LAWS(PVC)-1926-1-72

GOPISETTI VEERASWAMI Vs. SAGIRAJU SEETHARAMA KANTAYYA

Decided On January 22, 1926
GOPISETTI VEERASWAMI Appellant
V/S
SAGIRAJU SEETHARAMA KANTAYYA Respondents

JUDGEMENT

(1.) These suits were brought by certain mokhasadars in the Kistna District to eject their tenants; and the first question that came up for decision at the trial was whether the villages in question were portions of an estate within the definition of the Madras Estates Land Act. under Section 3 of that Act an "estate" means "consisting of one or more villages of any of the estates specified in Clause (a) which is held on a permanent under-tenure ". The three villages concerned in this suit, Goteru, Surampudi and Komara-varam are admittedly situated within the ambit of the Zemin-dari of Nuzvid. They were in existence before the Permanent Settlement of 1802. The District Munsif was of opinion that they were even more ancient than the zemindari in which they are situated. The question whether they are held on a permanent under-tenure from the Zemindar must depend on whether the revenue from these mokhasas was taken into consideration in computing the assets of the Zemindari at the time of the Permanent Settlement. As the question of the Civil Court's jurisdiction over these suits has been raised, we have no alternative but to decide it in these proceedings even though the question whether the land was or was not excluded from the assets of the Zemindari may resemble a question of fact. No Court can confer jurisdiction on itself by wrongly deciding facts necessary to be proved to determine a question of jurisdiction.

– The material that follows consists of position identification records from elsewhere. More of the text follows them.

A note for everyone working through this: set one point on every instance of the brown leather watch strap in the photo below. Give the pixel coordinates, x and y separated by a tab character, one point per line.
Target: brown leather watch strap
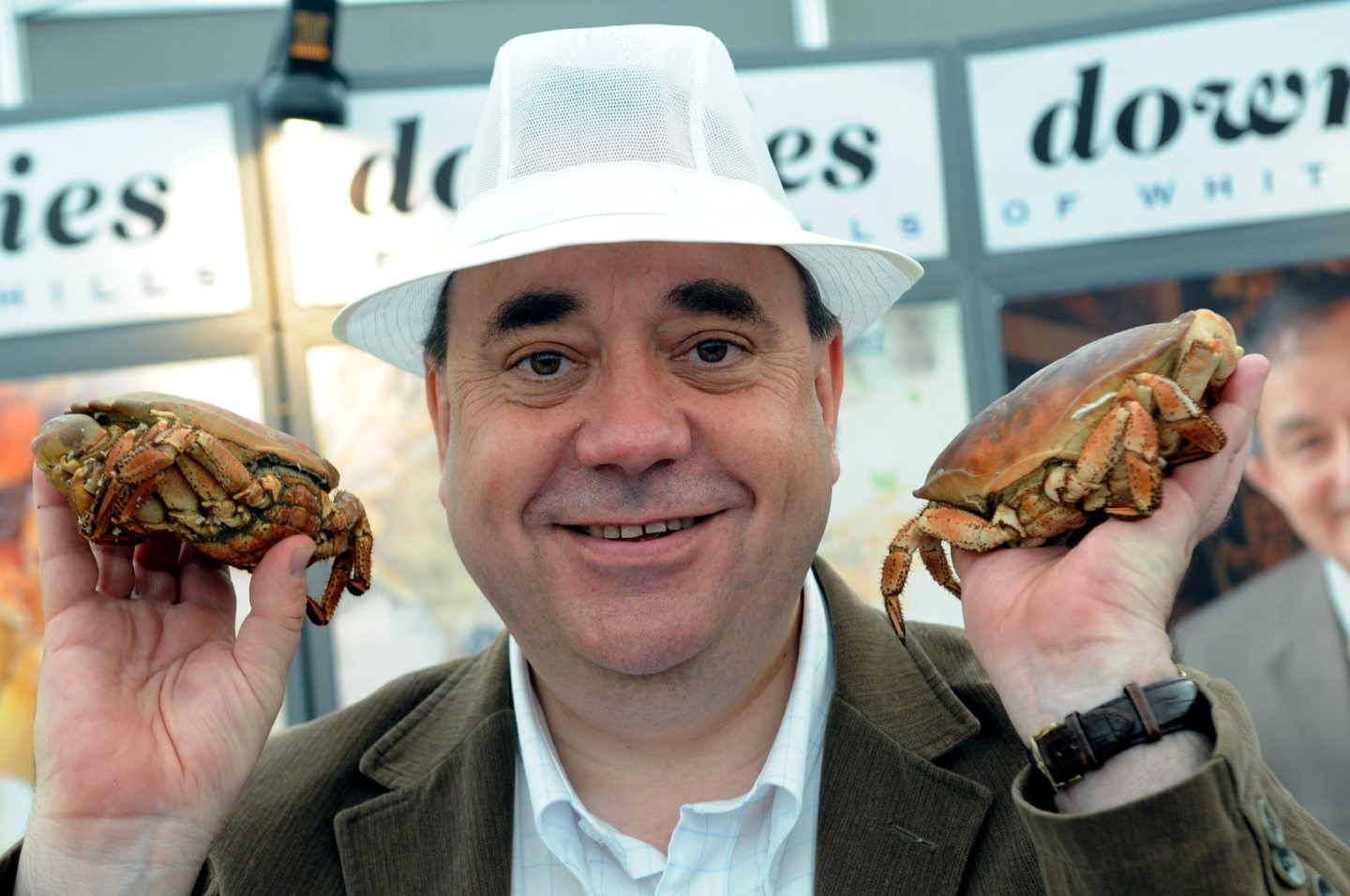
1080	744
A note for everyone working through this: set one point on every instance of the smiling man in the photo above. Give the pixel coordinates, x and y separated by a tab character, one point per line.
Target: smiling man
1294	675
634	365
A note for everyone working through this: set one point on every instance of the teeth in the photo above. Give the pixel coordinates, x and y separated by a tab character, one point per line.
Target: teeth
635	530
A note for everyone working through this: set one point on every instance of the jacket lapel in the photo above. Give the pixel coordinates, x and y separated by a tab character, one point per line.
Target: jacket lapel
892	819
445	823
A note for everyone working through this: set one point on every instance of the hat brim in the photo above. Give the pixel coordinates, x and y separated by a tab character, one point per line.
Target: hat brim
858	281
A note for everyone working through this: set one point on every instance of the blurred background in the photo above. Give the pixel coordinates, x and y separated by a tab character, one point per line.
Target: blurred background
188	192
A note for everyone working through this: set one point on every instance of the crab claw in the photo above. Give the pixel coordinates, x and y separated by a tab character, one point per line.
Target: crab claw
62	439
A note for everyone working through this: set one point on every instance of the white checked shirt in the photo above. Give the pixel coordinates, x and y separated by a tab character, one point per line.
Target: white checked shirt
760	844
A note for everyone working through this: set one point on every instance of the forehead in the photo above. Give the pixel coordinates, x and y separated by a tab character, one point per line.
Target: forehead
1309	375
628	270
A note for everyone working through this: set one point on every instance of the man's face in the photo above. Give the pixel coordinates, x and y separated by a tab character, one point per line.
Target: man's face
1304	428
604	390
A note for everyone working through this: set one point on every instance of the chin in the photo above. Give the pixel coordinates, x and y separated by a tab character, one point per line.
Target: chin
643	652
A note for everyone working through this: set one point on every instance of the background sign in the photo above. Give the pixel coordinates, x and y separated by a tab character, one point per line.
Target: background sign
368	207
1095	140
118	218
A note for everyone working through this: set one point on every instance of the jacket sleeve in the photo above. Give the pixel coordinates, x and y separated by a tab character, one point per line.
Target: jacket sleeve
1229	829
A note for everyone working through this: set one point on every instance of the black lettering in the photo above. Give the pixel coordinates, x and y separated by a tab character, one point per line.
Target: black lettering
1085	122
143	207
1157	193
786	147
1128	123
1217	94
58	215
404	163
398	197
1263	100
1338	95
11	208
853	157
444	180
1212	187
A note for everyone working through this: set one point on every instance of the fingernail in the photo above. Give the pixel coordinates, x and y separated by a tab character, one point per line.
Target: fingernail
300	560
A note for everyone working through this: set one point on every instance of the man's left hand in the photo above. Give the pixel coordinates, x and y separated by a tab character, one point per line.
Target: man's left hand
1065	629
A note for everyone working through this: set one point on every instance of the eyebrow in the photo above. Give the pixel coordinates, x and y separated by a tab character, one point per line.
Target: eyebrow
721	298
1294	424
532	307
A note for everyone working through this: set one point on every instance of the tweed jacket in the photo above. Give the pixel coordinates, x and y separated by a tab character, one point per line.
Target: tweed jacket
1277	640
925	789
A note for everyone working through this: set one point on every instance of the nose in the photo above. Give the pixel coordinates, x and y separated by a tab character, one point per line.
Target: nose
635	420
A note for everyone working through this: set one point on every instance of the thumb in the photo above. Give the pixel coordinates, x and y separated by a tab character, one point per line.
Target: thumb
270	633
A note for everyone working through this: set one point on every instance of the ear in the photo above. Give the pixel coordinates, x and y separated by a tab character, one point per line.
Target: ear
438	405
829	386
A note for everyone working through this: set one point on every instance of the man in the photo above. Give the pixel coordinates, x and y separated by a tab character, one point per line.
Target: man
635	374
1282	635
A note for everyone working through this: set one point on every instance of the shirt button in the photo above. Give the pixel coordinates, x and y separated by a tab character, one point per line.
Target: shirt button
1288	867
1270	822
1322	887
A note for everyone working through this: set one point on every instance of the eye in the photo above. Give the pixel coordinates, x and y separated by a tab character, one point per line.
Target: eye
543	365
715	351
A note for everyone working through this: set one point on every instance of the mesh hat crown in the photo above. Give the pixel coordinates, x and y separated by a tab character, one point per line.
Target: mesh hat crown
617	135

(2.) A similar question came up for decision in Lakshminara-simham V/s. Veerabhadrudu (1923) 19 L W 671, and it was decided therein that certain other mokhasas situated in the same Zemindari of Nuzvid were part of an estate as denned in Section 3, (e) of the Madras Estates Land Act and that a suit by a landholder mokhasadar against his tenants would lie. only in a Revenue Court. We are informed that that decision is at present under appeal to His Majesty in Council. In any case the question has to be freshly decided in these appeals upon the records available and on the evidence taken at the trial.

(3.) I may first refer to the Fifth Report from the Select Committee on the Affairs of the East India Company which in Appendix No. 18 contains the instructions issued in 1799 to Collectors in the Presidency of Fort St. George for the permanent settlement which was carried out in 1802. The Government set out the object of making the settlement as constituting the Zemindars proprietors of their respective zernindaries as estates, fixing the jumma or land tax in perpetuity, abolishing all uncertainty of the amount and all disorder and confusion in the collections, removing opportunities for exaction and collusion and simplifying intricacies in the details of the revenue business. The Government state in paragraph 17 that they have resolved to adopt statements of the Circuit Committee as the general standard and in other paragraphs they announce their intention of fixing the assessment, exclusive and independent of all duties and taxes and other collections known as "Sayer", including Abkan or tax on the sale of intoxicating liquor, and excluding the salt revenue and independently of all existing alienated lands, whether exempt from the payment of public revenue, with or without due authority (the village maniams, or land held by public and private servants in lieu of wages, excepted). Then in paragraph 16 they state: All allowances of cauzees and Government revenue officers (curnums excepted) heretofore paid by landholders, as well as any public pensions hitherto paid through the landholders, are to be added to the amount of jumma, and to be provided for by Government, under prescribed regulations.